Pierce, who helps dog owners navigate the often complex relationship between pet and owner, said she’s been seeing approximately 200 dogs a week lately and has been busier than ever over the last six weeks.

“Every single dog trainer that I know is swamped. All these dogs that people brought home during the pandemic are entering into adolescence,” she pointed out.

Pierce added that as more businesses have opened up and people have headed back to offices, it’s been really hard on the dogs and, as a result, their owners.

Some dog-owners have turned to crates as a way to protect their homes from a bored or anxious pooch left alone with a houseful of chewable furniture, shoes, and anything within reach.

Pierce said there’s a right way and wrong way to institute crate training.

“You never ever want to put a dog in any kind of confinement to punish them,” she said. “We always want any kind of confinement to be really positive for dogs.”
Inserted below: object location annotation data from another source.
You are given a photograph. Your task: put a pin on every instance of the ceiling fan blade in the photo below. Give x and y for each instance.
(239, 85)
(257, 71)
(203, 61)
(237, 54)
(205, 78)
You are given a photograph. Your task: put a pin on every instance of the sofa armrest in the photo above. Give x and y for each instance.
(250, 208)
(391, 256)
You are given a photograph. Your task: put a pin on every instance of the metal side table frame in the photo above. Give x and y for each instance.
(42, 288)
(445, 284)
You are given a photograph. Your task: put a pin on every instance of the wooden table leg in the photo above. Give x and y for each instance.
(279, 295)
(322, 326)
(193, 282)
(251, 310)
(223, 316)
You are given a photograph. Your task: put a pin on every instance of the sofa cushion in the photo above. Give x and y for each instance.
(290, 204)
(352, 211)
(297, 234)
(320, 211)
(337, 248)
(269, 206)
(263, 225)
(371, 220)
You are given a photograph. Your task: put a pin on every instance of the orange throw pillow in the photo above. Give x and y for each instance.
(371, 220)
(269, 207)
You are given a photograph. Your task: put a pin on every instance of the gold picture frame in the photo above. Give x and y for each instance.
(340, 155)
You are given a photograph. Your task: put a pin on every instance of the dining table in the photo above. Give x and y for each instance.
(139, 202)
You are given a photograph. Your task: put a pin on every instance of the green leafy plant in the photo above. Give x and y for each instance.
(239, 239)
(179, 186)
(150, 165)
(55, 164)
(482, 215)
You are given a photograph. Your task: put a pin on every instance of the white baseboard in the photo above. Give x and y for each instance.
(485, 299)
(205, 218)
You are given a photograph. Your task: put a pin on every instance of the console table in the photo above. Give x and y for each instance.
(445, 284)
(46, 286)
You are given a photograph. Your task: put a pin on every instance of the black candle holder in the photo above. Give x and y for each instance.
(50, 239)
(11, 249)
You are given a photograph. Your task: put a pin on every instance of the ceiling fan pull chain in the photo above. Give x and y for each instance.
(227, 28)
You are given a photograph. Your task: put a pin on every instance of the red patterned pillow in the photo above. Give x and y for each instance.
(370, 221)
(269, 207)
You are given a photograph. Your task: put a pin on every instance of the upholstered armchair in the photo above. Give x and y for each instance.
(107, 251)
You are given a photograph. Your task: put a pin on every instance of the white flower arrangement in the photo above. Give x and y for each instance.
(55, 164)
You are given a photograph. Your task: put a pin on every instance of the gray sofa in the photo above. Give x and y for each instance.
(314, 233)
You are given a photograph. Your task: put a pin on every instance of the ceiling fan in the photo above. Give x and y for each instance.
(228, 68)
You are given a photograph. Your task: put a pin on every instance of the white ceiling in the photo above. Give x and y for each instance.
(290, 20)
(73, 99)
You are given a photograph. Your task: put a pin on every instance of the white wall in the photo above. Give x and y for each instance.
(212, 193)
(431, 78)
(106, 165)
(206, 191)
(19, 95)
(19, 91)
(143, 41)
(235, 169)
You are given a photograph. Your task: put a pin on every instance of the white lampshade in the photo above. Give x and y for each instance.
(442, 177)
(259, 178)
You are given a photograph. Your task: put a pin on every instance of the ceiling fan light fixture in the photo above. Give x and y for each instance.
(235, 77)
The best way to do it, she suggested, is to give dogs a lot of things to do while they’re in the crate, like long-last chews or treats that make the confined space less like a prison and more like a safe, comfort zone.

“There were many dogs over the Fourth of July weekend that immediately went and laid down in their crates because they knew that was their safe place,” Pierce noted.

She also had advice on how to get ahead of separation anxiety in dogs before it starts, which can be especially useful for people who haven’t returned to the workplace yet but know it’s coming soon.

“Most dogs actually start to become anxious long before you really walk out the door, you know, when they see you picking up your keys or getting ready to go,” Pierce said.

What works, she said, is to pick up keys, put on shoes and perform other activities normally reserved for leaving the home randomly, throughout the day, but without actually leaving. Doing that regularly before actually leaving each day is a good way to desensitize anxiety in dogs.

For bored or lonely dogs not in a crate, Pierce said, she tells clients to have at least 20 toys for every dog that they have so they can stay occupied while alone.

Among the most popular for dogs are food-delivery toys that require dogs to work to get the food or treats inside of the toy.

“Dogs enjoy food more when they’ve got to work for it,” Pierce said.

To get the most out of the time you do have with your dog, taking classes and teaching tricks are excellent ways to increase the bond between pet and owner. According to Pierce, simply playing with your dog is an excellent way to alleviate anxiety.

“They’re definitely emotional, sentient creatures,” Pierce said. “No doubt about it.”